La rilevanza politica dell’amore per il prossimo

Al Congresso Eucaristico Nazionale, una giornata di dibattiti sulla relazione diretta tra l'essere cristiani e la cittadinanza attiva  
Ornaghi

Si è aperta con un video su don Sturzo la giornata del Congresso Eucaristico Nazionale dedicata ad Eucarestia e cittadinanza: giusto per per mettere in chiaro, come sottolineato dalla moderatrice Paola Del Toso, come l’Eucarestia sia «la fonte dell’impegno politico dei cristiani», a partire dall’adorazione nella chiesa dei Santi Apostoli che Sturzo ha fatto seguire alla fondazione del Partito popolare.

 

La mattinata è quindi ruotata attorno alla domanda posta da Lorenzo Ornaghi, rettore dell’Università Cattolica: in che modo l’Eucarestia ha concretamente a che fare con l’essere cittadini?
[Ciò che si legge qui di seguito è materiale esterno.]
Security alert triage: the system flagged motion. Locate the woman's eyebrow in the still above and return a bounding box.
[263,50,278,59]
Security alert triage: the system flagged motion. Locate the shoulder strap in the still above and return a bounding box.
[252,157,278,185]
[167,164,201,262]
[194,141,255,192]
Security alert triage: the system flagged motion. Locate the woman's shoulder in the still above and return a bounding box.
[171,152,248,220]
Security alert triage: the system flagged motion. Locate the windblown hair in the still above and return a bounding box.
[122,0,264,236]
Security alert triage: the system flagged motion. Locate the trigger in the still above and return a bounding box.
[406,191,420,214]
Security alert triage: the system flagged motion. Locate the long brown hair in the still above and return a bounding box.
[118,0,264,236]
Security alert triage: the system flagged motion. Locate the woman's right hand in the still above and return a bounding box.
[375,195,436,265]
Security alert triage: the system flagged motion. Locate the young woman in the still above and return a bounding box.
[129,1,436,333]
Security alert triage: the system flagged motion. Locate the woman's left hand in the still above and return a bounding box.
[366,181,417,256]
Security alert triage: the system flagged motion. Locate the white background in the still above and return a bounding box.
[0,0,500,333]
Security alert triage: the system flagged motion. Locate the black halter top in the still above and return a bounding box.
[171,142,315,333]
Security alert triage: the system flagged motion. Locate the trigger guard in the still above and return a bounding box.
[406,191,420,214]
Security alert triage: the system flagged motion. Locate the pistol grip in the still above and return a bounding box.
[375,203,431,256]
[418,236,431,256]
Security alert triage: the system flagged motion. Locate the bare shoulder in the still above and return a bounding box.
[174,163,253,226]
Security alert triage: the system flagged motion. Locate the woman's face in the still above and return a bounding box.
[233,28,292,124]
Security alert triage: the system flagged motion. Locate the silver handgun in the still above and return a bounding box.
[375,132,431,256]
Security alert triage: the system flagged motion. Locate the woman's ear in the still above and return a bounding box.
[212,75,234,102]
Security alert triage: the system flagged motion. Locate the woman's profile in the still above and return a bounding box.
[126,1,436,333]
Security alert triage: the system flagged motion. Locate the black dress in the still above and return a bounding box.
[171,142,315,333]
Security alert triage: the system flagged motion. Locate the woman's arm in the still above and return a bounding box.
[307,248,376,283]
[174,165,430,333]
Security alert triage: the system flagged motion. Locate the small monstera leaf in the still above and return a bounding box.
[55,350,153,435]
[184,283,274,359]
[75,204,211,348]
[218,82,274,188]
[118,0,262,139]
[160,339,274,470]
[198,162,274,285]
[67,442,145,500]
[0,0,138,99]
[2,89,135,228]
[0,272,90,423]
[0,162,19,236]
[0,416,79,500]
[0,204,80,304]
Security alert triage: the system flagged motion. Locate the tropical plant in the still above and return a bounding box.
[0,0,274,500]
Se cittadinanza significa appartenenza ad una comunità e relazione con chi vi fa parte, con la rivoluzione francese si è aggiunta una serie di diritti ad essa collegati: «e se è facile reclamare i propri diritti – ha proseguito Ornaghi – lo è molto meno associarvi i corrispettivi obblighi. Perché un legame è un obbligo, ossia qualcosa che mi lega ad altri». Da qui è nata «una divaricazione tra l’idea stessa di cittadinanza e la sua pratica. Per cui occorre tornare al fondamento di questo legame con gli altri, altrimenti si sfocia in un’individualismo disgregante e spoliticizzante». E qui sta quello che il rettore ha definito «il rilievo politico dell’amore per il prossimo», che per il cristiano trova la sua radice appunto nell’Eucarestia: una capacità di mettere insieme realtà variegate e dare risposte comuni sia ai bisogni materiali che a quelli spirituali, che fa parte del patrimonio della Chiesa.

 

Rispetto a che cosa significhi oggi per i cattolici agire in politica, Ornaghi, intendendo l’appartenenza anche come costante produzione di idee e capacità di incidere di conseguenza sulla realtà, si è posto la questione di quale sia lo strumento più adatto per farlo: oggi la forma utilizzata a questo scopo sono i partiti, ma «la rilevanza del cattolico nel pubblico va ben oltre: per cui oggi, a mio avviso, un partito cattolico non è la forma più adatta», a favore di una presenza più diffusa in varie realtà.

 

D’altro canto, come ha ricordato il presidente del Forum delle associazioni familiari Francesco Belletti, per il cattolico «la cittadinanza non può che essere “attiva”, perché presuppone una relazione con gli altri» nella cooperazione per il bene comune. Un bene comune che è a sua volta «un bene relazionale: e la più grande sorgiva di beni relazionali è la famiglia, tanto che tutti i tentativi di costruire società senza di essa sono falliti». Famiglia che, al giorno d’oggi, non pare godere di significativa attenzione né da parte dei media né da parte della politica: Belletti è stato interrotto dagli applausi dopo affermazioni quali «se ad un nostro incontro c’è un sottosegretario facciamo notizia, altrimenti no», o «il debito pubblico ha minato la solidarietà tra generazioni, perché abbiamo già consumato ciò che sarebbe spettato ai nostri figli»: un richiamo diretto alle recenti discussioni sul risanamento finanziario del nostro Paese, e ai governi di ogni colore che si sono susseguiti negli ultimi anni.

 

A portare testimonianze di come le associazioni siano «esperienza di queste relazioni autentiche» sono stati il vicepresidente dell’Azione Cattolica Paolo Trionfini, il responsabile del Centro internazionale di Cl Paolo Fontolan, e la focolarina Lucia Fronza Crepaz. Esempi concreti di come i cristiani possano avere «un impatto sul profilo delle città, così come le Chiese ce l’hanno sullo skyline», per dirlo con la Fronza Crepaz. Una presenza «sobria, ma che sfama», come quella del pane e del vino, scelti da Cristo come sostanza del suo donarsi. A questi esempi si sono aggiunti quelli di alcuni amministratori pubblici: tra questi il sindaco di Roma Alemanno.